On fixed-wing aircraft, the angle of incidence (sometimes referred to as the mounting angle) is the angle between the chord line of the wing where the wing is mounted to the fuselage, and a reference axis along the fuselage (often the direction of minimum drag, or where applicable, the longitudinal axis). The angle of incidence is fixed in the design of the aircraft, and with rare exceptions, cannot be varied in flight.
The term can also be applied to horizontal surfaces in general (such as canards or horizontal stabilizers) for the angle they make relative the longitudinal axis of the fuselage.

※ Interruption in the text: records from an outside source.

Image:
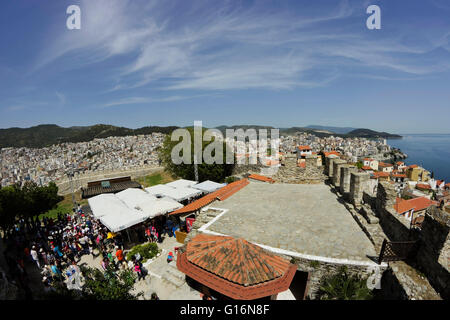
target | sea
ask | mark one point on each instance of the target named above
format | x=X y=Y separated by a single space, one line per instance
x=430 y=151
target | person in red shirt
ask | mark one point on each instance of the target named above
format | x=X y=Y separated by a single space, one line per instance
x=119 y=255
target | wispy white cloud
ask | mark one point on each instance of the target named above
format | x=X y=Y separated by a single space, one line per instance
x=147 y=100
x=231 y=46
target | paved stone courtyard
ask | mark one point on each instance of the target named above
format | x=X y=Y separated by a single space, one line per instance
x=306 y=219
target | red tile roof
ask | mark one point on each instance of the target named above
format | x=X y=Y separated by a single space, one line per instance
x=220 y=194
x=418 y=204
x=423 y=186
x=235 y=267
x=379 y=174
x=332 y=153
x=383 y=164
x=301 y=164
x=260 y=178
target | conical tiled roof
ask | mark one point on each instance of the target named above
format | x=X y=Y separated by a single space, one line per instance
x=235 y=267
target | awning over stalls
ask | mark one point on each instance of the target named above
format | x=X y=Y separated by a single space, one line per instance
x=104 y=204
x=148 y=204
x=181 y=183
x=132 y=197
x=178 y=194
x=114 y=213
x=118 y=221
x=234 y=267
x=209 y=186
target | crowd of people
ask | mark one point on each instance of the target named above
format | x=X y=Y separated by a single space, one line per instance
x=55 y=246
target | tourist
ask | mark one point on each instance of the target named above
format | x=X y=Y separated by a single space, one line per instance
x=34 y=256
x=138 y=270
x=154 y=296
x=170 y=257
x=119 y=255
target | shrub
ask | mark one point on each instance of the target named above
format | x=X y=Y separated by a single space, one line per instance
x=231 y=179
x=146 y=251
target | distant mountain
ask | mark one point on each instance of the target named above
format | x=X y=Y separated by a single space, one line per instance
x=367 y=133
x=340 y=130
x=49 y=134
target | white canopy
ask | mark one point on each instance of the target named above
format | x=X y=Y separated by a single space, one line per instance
x=133 y=197
x=129 y=207
x=209 y=186
x=114 y=213
x=104 y=204
x=178 y=194
x=116 y=222
x=181 y=183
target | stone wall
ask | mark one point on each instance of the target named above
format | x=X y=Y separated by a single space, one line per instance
x=434 y=251
x=319 y=269
x=345 y=180
x=337 y=165
x=396 y=227
x=329 y=164
x=358 y=184
x=81 y=180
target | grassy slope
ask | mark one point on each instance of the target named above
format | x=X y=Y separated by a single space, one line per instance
x=154 y=179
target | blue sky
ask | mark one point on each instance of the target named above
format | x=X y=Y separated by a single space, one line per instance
x=280 y=63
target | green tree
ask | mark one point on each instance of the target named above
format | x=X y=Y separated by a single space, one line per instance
x=359 y=164
x=214 y=172
x=27 y=201
x=343 y=286
x=108 y=285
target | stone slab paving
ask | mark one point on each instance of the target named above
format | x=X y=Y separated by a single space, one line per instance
x=306 y=219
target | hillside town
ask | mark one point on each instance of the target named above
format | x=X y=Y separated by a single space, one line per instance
x=53 y=163
x=339 y=203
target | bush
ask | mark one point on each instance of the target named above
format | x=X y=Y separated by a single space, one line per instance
x=343 y=286
x=147 y=251
x=108 y=285
x=231 y=179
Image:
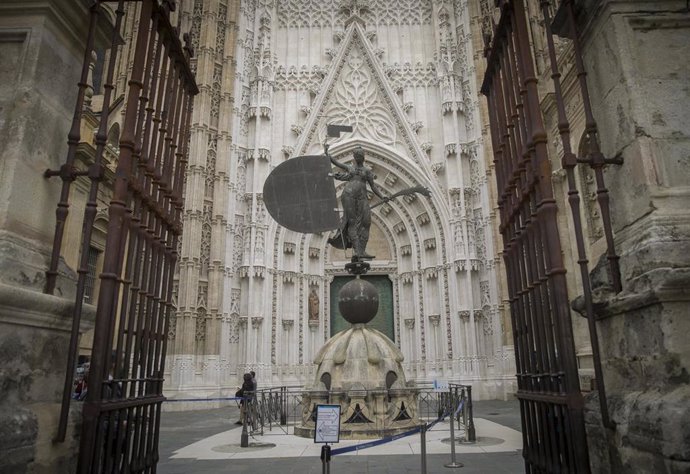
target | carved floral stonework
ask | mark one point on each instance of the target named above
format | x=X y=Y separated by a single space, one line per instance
x=414 y=102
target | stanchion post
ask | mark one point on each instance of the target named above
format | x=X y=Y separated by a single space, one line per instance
x=453 y=462
x=423 y=435
x=326 y=459
x=283 y=406
x=244 y=439
x=471 y=434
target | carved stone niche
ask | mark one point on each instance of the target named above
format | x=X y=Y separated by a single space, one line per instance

The figure to the right shows a side view of an airplane. The extended chord line of the wing root (red line) makes an angle with the longitudinal axis (roll axis) of the aircraft (blue line). Wings are typically mounted at a small positive angle of incidence, to allow the fuselage to have a low angle with the airflow in cruising flight. Angles of incidence of about 6° are common on most general aviation designs. Other terms for angle of incidence in this context are rigging angle and rigger's angle of incidence. It should not be confused with the angle of attack, which is the angle the wing chord presents to the airflow in flight. Note that some ambiguity in this terminology exists, as some engineering texts that focus solely on the study of airfoils and their medium may use either term when referring to angle of attack. The use of the term "angle of incidence" to refer to the angle of attack occurs chiefly in British usage.